Last week was a crazy one for marriage equality advocates in Arkansas. First, on May 9, Pulaski County Circuit Court judge Chris Piazza struck down the state’s same-sex marriage ban, allowing couples to apply for an estimated 500 marriages statewide over the next seven days. County clerks in some districts questioned the ruling, citing a separate law prohibiting them from issuing marriage licenses to same-sex couples. Piazza responded Thursday with a clarified order stating that he did intend to strike down all laws prohibiting same-sex couples from marrying, including the law about issuing licenses.
— South 4 Marriage (@South4Marriage) May 10, 2014
State Attorney General Dustin McDaniel — who has come out in favor of marriage equality but says he is obligated to uphold the state constitution that prohibits it — filed an appeal and requested an immediate stay, which would halt all marriages until the case could be resolved, but since Piazza had initially denied that stay, marriages continued. A flood of adorable newlywed photos followed, to the joy of anyone who needed a good happy cry last week — only to be halted by last-minute State Supreme Court ruling Friday. That one-sentence decision, handed down at 4:30 p.m., granted the attorney general’s request for stay and put at least a temporary end to marriages statewide.
So what does all this judicial back-and-forth mean? Well, first, no same-sex couples can get married in Arkansas until the State Supreme Court hears the case. That could be a long wait, but it may come before the November elections, when it would become easy political fodder for candidates. The legality of those 500 marriage licenses issued between the initial ruling and the stay is not entirely certain, but it stands to reason that they will be upheld, much like the Californian same-sex marriages that remained valid after Proposition 8 was passed. However, under the stay, the state will not have to recognize marriages performed in other jurisdictions, which was a key part of Piazza’s original ruling.
The Supreme Court order is also disheartening because it disregards Piazza’s basis for denying a stay in the first place. As part of his clarified order Thursday, he spoke of the “irreparable harm” that comes from denying a constitutional right like marriage, and how granting those rights while the issue is being litigated doesn’t actually hurt anybody else. From Piazza’s order:
There is no evidence that Defendants, the State or its citizens were harmed by the entry of the Court’s original order or that they will be harmed by the clarifications contained within the Final Order and Rule 54(b) certification.

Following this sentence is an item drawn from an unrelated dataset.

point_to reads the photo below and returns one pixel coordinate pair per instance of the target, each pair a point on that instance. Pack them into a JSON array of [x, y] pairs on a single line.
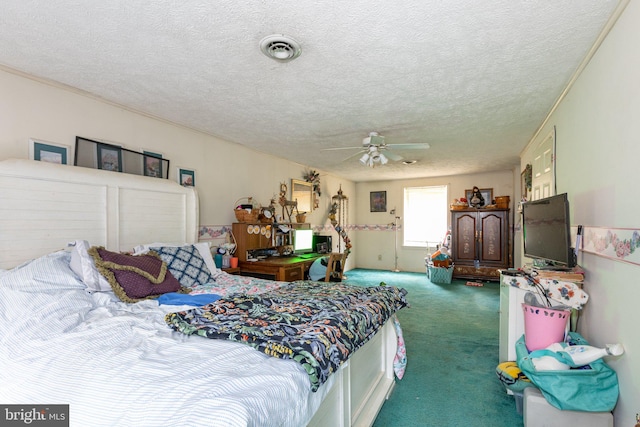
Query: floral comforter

However, the same cannot be said of the Plaintiffs and other same-sex couples who have not been afforded the same measure of human dignity, respect and recognition by this state as their similarly situated, opposite-sex counterparts. A stay would operate to further damage Arkansas families and deprive them of equal access to the rights associated with marriage status in this state.
So, this rests Piazza’s decision on two crucial points marriage equality advocates have been pushing for years: the idea that marriage to a same-sex partner is a constitutional right on par with marriage to someone of a different sex, and the notion that allowing same-sex couples to marry does no harm to straight couples, children, the state or the world at large. Because the Supreme Court order was so brief, it’s hard to know if that court agrees with those ideas or if they, like the attorney general, believe they are obligated to fully examine the constitutionality before marriages begin.
The good news is that it is getting harder and harder to legally justify same-sex marriage bans in the wake of last summer’s United States v. Windsor Supreme Court ruling. With a key part of the federal Defense of Marriage Act invalidated and the federal government declining to defend rules putting same-sex couples at a disadvantage, many states are seeing their own marriage laws as indefensible. If the Arkansas court follows the footsteps of states like Idaho, Utah and New Mexico, then plaintiffs in upcoming cases will have more and more legal precedent to challenge discriminatory laws.